OAKLAND — A proposal to cut 20 acres of timber to pay for an equestrian-friendly campground at Mildred Kanipe Memorial Park has drawn fire from a group of park supporters, who hope to raise the money through private donations instead.
Proponents of the timber harvest say it makes sense to use the park’s resources to pay for improvements and that logging would not be visible to most park users.
Members of the Friends of Mildred Kanipe Memorial Park took out a full-page advertisement in The News-Review Sunday seeking donations for the campground.
A member, Mike Burke of Oakland, said today several thousand dollars have already been pledged this week and an engineering firm has volunteered to design the camp.
The park, located about eight miles northeast of Oakland, was formed in 1983 after farmer Mildred Kanipe died and willed her land to Douglas County. The 1,100-acre park is popular with hikers and equestrians, but county Parks Director Gary Groth said the county needs the park to support itself financially. The county appointed an advisory committee in April to consider ways to accomplish that. Last month, the committee voted to recommend the 20-acre section be cut to fund a campground, which would collect fees to support the park.
The Douglas County Park Advisory Board will take up the issue at 9 a.m. Friday in Room 311 of the Douglas County Courthouse, 1036 S.E. Douglas Ave., in Roseburg. The board is expected to make a recommendation to county commissioners.
If the harvest plan is approved by commissioners, the timber would likely be sold in February, Groth said.
Burke said he expects many park supporters will turn out for Friday’s meeting.
“Last time the county tried to log there, it was standing room only in the court(house) room in protest,” Burke said.
Kanipe’s will specified logging was prohibited “except as necessary.” Some park supporters have suggested that means logging in emergencies only, while others say logging to pay for improvements should be allowed.
Groth said he does not believe the harvest would detract from the park’s appearance. About 360 of the park’s acres are covered in timber. In addition, Groth said the county would encourage growth of existing native white oak trees in the clearcut area.
“I think we’ve done about as well as we can so it would be as unobtrusive as possible,” Groth said.

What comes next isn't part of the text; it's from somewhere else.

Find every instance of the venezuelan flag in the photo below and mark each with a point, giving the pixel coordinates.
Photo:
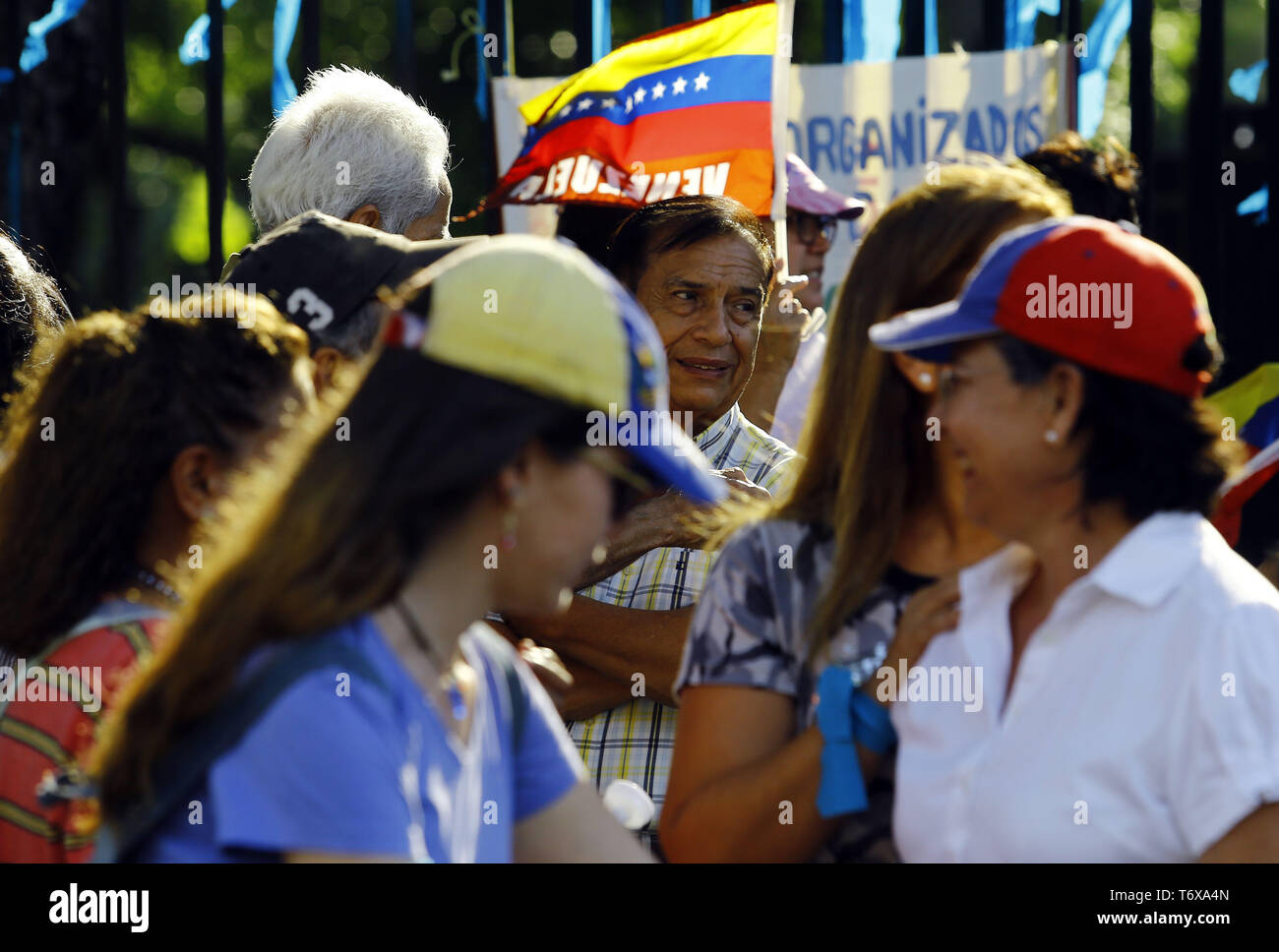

The plan was approved 10-2 by the Douglas County Mildred Kanipe Planning Committee in September. Groth said the committee, appointed last April, had decided it would make no recommendation to the park board unless 80 percent agreement could be reached.
The chairman of the Douglas County Park Advisory Board, Lonnie Ferber, said he has not made up his mind on the issue.
Ferber said he was surprised the Friends of Mildred Kanipe Memorial Park put forward its own plan.
“Up until a few days ago, I thought it was pretty well set the committee was going to recommend the sale and that was going to be the end of it,” Ferber said.
He said the board meets in a small room and usually has few audience members.
“We’re a pretty low-key type of a group, so that is kind of a new twist for us to have a bunch of people there,” he said.
Ferber said the value of the timber proposed to be cut is about $150,000.
After the planning committee recommended the cut, the Friends of Mildred Kanipe held an emergency meeting Sept. 28. According to the minutes of that meeting, two members of the Mildred Kanipe Planning Committee told the group they regretted voting in favor of logging and suggested instead applying for an Oregon Parks and Recreation County Opportunity Grant.
Groth said he would prefer to seek a grant for a county park that receives more use and does not have assets, like the timber at Mildred Kanipe.
“The whole idea of this (Mildred Kanipe Planning) committee was to make this park self-sufficient,” he said.